Google Deepmind getting better at folding protein – could revolutionize biology

The open database Protein Data Bank today contains the three-dimensional structures of about 180,000 proteins that occur in various organisms of all kinds, from humans and fruit flies to fungi and bacteria.

Google’s subsidiary Deepmind is expanding its database of estimated structures for an additional 350,000 proteins. These are structures that the company’s machine learning algorithm Alphafold 2 has developed.

The algorithm has been trained on existing proteins and is an improved version of Alphafold which was released in 2018. What now makes biologists around the world play is that the new algorithm is much more accurate, reports The Verge. According to Deepmind’s researchers’ tests, the models correspond to reality in almost 90 percent of the cases. It is also 16 times faster.
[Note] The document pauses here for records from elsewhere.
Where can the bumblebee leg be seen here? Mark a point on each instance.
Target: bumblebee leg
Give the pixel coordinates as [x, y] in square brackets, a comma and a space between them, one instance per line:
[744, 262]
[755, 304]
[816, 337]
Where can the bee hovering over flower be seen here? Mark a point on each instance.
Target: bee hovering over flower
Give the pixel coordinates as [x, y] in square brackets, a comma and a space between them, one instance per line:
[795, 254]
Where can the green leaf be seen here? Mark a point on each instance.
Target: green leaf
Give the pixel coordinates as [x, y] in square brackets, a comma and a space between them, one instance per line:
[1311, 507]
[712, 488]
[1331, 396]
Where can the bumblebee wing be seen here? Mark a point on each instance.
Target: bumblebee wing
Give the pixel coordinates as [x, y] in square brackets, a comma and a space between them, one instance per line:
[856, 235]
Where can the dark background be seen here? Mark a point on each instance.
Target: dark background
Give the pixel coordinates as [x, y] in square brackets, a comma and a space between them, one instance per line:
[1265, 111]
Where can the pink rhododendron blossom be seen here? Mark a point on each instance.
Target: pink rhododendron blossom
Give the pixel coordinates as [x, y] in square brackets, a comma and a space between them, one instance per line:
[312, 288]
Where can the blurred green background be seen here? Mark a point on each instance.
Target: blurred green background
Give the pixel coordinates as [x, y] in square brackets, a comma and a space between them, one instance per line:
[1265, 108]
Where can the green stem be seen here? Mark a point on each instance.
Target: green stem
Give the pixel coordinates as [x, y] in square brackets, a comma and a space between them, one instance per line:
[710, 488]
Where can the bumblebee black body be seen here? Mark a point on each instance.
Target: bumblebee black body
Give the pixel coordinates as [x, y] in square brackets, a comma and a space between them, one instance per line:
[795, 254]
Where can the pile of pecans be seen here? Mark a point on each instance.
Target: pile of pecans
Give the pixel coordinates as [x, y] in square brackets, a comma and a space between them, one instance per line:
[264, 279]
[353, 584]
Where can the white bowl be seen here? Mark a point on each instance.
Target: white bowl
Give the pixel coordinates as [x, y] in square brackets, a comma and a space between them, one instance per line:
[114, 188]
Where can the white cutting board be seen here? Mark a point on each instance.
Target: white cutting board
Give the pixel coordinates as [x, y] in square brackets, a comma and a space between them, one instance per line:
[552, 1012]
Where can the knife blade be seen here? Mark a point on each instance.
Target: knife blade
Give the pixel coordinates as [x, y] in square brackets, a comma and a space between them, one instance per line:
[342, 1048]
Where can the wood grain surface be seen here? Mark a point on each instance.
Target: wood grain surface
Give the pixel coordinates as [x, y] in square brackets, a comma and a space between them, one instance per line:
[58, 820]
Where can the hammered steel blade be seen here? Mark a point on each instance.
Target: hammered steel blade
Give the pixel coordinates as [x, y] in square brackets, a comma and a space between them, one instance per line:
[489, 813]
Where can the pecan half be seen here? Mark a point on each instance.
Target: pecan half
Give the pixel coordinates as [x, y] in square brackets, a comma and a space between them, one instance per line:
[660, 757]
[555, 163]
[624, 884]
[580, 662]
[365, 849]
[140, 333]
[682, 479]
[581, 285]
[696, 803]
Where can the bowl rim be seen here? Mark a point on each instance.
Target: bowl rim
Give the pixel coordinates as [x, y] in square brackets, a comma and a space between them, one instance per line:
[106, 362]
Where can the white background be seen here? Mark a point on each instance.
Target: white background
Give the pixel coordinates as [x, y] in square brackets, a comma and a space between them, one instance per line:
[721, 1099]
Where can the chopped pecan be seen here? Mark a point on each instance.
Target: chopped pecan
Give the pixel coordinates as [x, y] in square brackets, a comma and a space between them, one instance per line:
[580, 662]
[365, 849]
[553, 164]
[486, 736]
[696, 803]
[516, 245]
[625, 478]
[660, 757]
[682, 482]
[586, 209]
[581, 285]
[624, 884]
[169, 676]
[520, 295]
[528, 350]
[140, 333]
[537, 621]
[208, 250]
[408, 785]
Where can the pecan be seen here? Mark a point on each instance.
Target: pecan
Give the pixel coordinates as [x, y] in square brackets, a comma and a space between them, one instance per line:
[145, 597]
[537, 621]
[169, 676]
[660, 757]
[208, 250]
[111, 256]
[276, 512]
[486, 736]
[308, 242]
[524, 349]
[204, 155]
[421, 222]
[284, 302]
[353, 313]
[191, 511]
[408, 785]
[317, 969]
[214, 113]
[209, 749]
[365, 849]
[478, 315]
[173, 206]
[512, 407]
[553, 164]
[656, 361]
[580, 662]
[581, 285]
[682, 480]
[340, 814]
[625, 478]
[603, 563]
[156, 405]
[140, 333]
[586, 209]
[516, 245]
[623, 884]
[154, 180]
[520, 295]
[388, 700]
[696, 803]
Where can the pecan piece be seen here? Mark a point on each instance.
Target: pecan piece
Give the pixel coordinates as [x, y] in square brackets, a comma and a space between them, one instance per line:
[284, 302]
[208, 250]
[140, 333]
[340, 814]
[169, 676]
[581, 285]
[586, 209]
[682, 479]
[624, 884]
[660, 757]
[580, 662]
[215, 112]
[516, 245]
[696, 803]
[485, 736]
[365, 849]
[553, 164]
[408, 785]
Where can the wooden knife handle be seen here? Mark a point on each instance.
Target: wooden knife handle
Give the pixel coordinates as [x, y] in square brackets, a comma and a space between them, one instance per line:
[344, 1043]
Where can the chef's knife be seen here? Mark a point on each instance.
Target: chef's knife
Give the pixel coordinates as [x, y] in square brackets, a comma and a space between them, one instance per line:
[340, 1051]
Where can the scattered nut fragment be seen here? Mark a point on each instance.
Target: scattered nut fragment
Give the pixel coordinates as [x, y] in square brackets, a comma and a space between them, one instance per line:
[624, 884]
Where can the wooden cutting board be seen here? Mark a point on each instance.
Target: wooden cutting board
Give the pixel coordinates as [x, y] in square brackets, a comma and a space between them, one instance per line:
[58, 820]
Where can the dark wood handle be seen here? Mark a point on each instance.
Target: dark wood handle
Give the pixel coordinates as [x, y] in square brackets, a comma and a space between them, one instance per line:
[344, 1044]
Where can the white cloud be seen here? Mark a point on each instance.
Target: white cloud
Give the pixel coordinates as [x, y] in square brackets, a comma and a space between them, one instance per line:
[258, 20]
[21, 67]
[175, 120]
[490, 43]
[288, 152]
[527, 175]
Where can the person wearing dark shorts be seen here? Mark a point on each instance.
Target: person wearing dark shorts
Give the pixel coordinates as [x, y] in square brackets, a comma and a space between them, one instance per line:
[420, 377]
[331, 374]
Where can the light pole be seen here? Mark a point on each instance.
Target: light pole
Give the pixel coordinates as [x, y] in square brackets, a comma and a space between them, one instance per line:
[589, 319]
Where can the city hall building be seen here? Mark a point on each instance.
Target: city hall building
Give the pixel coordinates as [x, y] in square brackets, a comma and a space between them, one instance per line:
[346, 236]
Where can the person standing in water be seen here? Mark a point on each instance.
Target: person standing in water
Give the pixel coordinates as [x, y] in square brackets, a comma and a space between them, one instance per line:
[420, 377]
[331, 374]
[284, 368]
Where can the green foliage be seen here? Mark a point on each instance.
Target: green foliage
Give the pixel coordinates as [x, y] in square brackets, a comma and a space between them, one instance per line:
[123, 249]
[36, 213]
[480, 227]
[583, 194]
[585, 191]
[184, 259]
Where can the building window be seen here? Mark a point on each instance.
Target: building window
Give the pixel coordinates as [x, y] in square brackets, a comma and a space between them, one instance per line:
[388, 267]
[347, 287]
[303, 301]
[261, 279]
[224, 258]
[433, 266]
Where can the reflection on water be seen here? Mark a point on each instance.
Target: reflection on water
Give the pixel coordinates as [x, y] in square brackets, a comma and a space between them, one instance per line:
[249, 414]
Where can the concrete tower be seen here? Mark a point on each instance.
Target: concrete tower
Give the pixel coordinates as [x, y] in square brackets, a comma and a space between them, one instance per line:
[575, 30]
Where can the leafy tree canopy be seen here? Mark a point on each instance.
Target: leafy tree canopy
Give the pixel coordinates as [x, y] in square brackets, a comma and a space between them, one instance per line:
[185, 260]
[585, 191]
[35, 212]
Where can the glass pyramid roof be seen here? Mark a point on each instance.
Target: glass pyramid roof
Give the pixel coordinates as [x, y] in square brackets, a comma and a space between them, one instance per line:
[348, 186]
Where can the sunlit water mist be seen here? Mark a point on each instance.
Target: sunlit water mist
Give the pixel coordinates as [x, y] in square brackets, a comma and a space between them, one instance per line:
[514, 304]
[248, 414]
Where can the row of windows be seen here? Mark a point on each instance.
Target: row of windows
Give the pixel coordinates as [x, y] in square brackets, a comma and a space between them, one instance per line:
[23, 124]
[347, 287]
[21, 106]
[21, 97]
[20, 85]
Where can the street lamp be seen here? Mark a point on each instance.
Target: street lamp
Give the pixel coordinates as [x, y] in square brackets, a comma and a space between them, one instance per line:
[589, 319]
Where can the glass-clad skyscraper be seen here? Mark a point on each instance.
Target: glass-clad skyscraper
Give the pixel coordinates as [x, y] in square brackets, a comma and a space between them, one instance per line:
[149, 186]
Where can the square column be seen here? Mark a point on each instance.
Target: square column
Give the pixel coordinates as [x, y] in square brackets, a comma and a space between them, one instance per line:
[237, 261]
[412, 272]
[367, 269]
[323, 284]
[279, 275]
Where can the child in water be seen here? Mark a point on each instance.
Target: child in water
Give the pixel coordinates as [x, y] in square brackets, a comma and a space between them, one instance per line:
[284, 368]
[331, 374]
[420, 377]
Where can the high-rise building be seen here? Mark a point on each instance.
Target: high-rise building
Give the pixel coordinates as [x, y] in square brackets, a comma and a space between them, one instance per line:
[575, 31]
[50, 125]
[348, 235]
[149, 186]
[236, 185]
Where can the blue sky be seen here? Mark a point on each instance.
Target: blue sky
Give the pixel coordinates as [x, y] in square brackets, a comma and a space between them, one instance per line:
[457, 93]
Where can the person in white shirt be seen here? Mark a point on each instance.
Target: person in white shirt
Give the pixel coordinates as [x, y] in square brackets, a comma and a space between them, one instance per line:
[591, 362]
Several researchers The Verge has spoken to say that the progress will have a major impact on biological research in the future. Marcelo C. Sousa at the University of Colorado, for example, says that his research team had had a protein for ten years without succeeding in determining the structure – for Alphafold, it took a quarter of an hour.

The protein structures that Alphafold 2 has developed must normally be confirmed experimentally in order to be used, for example, in the production of new drugs, but it is far from as time-consuming and expensive as developing it from scratch.